One of the most interesting and frequently asked questions is about the size of the trace cache. Intel states that it is designed to accommodate 12,000 micro-operations. However, if we would like to compare it with the instructions cache, it would be a good idea to calculate the efficient size of the Trace cache (in KB of the code). Of course, its structure implies that its efficient size will be different depending on the code type. The approximate calculation showed that its size varies from 8Kb to 16KB of the “standard cache” space depending on the applied calculation algorithm.
And in the meanwhile we would like to return to the Front End block. In fact there is one more problem to be solved besides the translation of x86 commands into a simple processor format.
This is the jumping problem. Let me explain. Say, we’ve got a part of the program code which is currently performed by the processor. Everything goes on smoothly: the decoder turns x86 commands into uop-s, execution units work with them. Beautiful! But if there is a jump instruction, then we should learn about it not when the previous instruction has been executed but long before that. Otherwise, when we suddenly see the jump instruction, we will have to wait for as long as necessary for the entire pipeline to shift to a new branch.
In order to save out time there is a special unit called Branch Prediction Unit. Its responsibility is to try foresee the branching direction thus saving us some time in case of a successful prediction. And if the prediction turns out false the CPU will be fined (pipeline will be completely stopped and all buffers cleared).
The second case when we might need a unit like that is when there is a conditional branch in the program. These are the branches that depend on the result of some operation. That is why we need to “guess” if this branch will happen or not.
If we will be guessing at random, this is hardly going to be any good. To make it simpler for the Branch Prediction Unit the results of approximately 4,000 last branch transfers are stored in a special Branch History Table.
Moreover, they also monitor the precision of the last branch prediction, so that the prediction algorithm could be corrected if necessary. As a result, the decoder performs a conditional branch transition “de-facto” following the hint from the BPU, and then the BPU checks if the condition was predicted correctly.
This way, we have come to Branch Prediction Unit and the Prefetch mechanism. The latter should “guess” what data the CPU might need later on. Of course, this is not a wild guess at all: special algorithms analyze the address sequences used for data loading and try to derive the next address basing on this data.

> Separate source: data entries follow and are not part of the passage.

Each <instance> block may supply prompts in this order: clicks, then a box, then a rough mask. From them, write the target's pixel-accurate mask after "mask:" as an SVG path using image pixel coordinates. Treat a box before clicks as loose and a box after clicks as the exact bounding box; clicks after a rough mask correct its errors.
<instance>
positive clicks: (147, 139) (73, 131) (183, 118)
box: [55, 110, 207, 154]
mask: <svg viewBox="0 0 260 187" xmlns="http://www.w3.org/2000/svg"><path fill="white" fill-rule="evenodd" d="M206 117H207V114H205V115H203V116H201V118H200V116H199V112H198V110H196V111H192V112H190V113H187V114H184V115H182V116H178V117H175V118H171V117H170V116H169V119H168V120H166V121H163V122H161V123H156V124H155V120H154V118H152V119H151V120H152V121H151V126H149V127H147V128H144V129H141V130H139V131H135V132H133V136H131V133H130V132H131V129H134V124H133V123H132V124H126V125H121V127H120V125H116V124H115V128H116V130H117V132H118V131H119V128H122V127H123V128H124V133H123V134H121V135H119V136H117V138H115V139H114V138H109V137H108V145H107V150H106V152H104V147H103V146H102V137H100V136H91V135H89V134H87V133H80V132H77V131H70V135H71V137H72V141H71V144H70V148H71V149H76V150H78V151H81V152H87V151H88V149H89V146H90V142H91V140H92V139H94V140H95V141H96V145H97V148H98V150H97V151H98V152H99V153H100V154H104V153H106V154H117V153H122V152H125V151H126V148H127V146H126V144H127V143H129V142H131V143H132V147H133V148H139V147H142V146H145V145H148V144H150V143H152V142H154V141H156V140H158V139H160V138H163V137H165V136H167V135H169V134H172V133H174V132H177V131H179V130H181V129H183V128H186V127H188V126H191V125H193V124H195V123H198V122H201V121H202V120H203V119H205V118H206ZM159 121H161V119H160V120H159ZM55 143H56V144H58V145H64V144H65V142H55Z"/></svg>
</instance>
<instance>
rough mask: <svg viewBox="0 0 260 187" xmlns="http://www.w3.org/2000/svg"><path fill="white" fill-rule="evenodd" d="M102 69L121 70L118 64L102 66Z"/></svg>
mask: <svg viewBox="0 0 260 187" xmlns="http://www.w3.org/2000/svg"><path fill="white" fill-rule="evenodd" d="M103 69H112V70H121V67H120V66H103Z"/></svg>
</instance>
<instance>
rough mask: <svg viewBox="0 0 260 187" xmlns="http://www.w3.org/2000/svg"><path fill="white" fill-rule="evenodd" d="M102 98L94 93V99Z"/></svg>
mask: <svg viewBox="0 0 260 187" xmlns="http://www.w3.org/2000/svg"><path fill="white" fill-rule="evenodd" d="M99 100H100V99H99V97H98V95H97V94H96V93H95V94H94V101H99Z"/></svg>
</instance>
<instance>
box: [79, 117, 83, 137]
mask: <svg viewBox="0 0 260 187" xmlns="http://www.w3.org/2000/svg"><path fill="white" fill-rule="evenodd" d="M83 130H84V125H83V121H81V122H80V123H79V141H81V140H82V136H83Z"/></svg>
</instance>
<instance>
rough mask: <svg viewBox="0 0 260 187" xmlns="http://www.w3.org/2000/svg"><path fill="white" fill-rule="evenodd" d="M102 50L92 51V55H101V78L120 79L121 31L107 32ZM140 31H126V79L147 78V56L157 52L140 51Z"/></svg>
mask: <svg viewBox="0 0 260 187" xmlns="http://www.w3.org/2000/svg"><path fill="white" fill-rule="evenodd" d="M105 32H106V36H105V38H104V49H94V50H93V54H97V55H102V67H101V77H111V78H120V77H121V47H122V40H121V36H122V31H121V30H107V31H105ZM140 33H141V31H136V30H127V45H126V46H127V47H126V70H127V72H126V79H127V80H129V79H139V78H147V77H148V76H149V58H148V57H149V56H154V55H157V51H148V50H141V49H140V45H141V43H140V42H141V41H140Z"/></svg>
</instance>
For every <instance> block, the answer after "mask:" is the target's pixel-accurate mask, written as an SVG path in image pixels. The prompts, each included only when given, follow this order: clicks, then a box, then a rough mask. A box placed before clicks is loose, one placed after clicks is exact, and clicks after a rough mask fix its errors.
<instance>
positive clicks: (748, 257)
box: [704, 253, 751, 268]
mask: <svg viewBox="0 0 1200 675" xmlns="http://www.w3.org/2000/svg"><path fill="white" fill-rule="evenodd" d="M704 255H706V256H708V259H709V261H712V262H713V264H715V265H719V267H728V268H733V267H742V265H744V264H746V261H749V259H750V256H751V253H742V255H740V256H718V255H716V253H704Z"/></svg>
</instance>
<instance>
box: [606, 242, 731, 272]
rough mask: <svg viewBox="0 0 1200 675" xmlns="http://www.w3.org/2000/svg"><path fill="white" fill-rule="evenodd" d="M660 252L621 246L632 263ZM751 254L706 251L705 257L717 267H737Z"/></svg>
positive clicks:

Here is why this unit appeared so necessary. During the program execution there comes a moment when you have to address the memory and request some data from there. It could be OK, if it didn’t take the memory so long to deliver the requested data: hundreds of CPU cycles. And during this time the CPU has nothing to do. That is why it would make sense to request the data in advance, so that we could save some time and thus increase the CPU efficiency. The question here is where shall we go for this data and what data will wee need next? In fact, we will return to some details of the Data Prefetch mechanism later in this article, and in the meanwhile this is exactly what you need to know about it. The Data Prefetch mechanism works side by side with the Branch Prediction Unit and with the third block called Memory Subsystem.